The second embodiment is performed when the luminance unevenness needs to be adjusted again due to factors such as secular change with respect to a display device in which the luminance unevenness table is already recorded. Note that the same constituent elements as those in the first embodiment are denoted by the same reference numerals, and the description thereof is omitted. FIG. 12 is a block diagram illustrating a configuration example of the display device 1 used in the adjustment method according to the second embodiment of the present invention. The display device 1 records the luminance coefficient table 125c in which the luminance coefficient used for adjusting the luminance recorded in the luminance unevenness table 125a is recorded in the recording unit 125 of the image processing unit 12. Note that the luminance recorded in advance in the luminance unevenness table 125a is a value obtained by correcting the luminance measured by the wide-range measurement device 3 with the measurement value of the narrow-range measurement device 4 as described in the first embodiment. It is also possible to record the uncorrected luminance measured by the wide range measuring device 3. The luminance coefficient table 125c is recorded in rewritable recording means 12 such as EPROM (Erasable and Programmable Read Only Memory). In the luminance coefficient table 125c, in order to adjust the luminance for each screen area recorded in the luminance unevenness table 125a, the luminance coefficient associated with each screen area is recorded, and recorded in the luminance unevenness table 125a. By multiplying the recorded luminance by the luminance coefficient recorded in the luminance coefficient table 125c, the luminance as the adjustment value can be derived.

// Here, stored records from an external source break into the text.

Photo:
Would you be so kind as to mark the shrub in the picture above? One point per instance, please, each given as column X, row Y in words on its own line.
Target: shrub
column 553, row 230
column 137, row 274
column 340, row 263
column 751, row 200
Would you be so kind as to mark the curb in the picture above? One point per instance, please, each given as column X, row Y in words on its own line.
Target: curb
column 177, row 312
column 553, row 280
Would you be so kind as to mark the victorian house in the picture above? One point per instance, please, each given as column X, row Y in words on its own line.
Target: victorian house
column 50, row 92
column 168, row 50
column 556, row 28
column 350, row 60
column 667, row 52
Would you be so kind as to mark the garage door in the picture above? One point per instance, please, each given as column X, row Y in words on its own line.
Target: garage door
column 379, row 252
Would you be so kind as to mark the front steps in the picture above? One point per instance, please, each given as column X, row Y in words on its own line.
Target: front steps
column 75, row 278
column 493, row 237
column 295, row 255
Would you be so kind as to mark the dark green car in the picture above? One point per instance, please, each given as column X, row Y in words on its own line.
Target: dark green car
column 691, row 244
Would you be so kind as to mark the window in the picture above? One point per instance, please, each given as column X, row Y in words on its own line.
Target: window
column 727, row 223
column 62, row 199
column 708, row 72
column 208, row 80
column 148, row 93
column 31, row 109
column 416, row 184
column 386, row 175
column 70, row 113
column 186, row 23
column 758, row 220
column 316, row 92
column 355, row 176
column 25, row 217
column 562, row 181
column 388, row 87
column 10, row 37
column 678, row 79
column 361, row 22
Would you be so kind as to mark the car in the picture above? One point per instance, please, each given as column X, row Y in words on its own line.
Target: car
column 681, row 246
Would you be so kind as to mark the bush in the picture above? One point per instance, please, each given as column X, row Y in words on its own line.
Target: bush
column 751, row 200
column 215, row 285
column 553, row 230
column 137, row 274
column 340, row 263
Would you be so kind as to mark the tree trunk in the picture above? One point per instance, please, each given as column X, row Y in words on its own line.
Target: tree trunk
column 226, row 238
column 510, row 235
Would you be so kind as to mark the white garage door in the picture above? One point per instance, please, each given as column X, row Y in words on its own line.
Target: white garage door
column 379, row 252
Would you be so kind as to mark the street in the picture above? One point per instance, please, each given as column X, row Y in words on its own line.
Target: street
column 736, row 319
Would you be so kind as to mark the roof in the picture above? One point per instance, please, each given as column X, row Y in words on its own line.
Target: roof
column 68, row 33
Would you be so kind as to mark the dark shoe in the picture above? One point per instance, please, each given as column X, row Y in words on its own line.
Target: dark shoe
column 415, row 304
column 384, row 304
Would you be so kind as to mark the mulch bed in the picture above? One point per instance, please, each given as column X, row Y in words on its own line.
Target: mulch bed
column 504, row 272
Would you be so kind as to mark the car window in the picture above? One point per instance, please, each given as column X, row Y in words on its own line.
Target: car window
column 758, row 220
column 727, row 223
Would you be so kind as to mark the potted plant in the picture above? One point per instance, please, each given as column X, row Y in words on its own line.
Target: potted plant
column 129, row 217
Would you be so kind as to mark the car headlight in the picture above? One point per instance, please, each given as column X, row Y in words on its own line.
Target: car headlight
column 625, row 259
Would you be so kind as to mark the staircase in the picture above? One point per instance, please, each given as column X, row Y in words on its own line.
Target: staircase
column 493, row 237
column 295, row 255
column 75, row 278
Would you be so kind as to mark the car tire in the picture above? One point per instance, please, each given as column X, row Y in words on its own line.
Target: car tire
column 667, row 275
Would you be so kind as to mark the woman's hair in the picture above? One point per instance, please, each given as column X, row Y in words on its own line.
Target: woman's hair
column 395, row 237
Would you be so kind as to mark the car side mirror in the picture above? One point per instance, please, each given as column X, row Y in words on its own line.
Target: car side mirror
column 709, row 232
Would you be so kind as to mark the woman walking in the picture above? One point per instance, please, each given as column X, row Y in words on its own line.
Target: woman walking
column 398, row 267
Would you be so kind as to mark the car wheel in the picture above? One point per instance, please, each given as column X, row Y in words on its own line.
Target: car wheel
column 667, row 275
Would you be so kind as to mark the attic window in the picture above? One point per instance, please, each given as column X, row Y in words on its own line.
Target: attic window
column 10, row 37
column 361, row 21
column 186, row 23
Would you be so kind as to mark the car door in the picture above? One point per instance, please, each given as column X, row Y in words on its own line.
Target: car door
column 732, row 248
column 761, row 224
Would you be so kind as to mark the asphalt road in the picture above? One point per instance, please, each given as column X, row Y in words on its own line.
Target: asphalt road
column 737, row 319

  Next, processing of each device according to Embodiment 2 of the present invention will be described. A process at the time of measuring the luminance of the display device 1 will be described. FIG. 13 is a flowchart showing an example of processing of the adjustment device 2 according to Embodiment 2 of the present invention. The user connects the display device 1 to be adjusted to the adjustment device 2 and measures the luminance of the image displayed on the display screen of the display unit 10 of the display device 1 using the narrow-range measurement device 4. . The adjustment device 2 reads the recorded contents of the luminance unevenness table 125a from the display device 1 connected via the first connection means 26 under the control of the control means 20 that executes the computer program 200 stored in the storage means 23. Reading (S301), and the recorded contents of the read luminance unevenness table 125a are recorded in the recording means 22 (S302).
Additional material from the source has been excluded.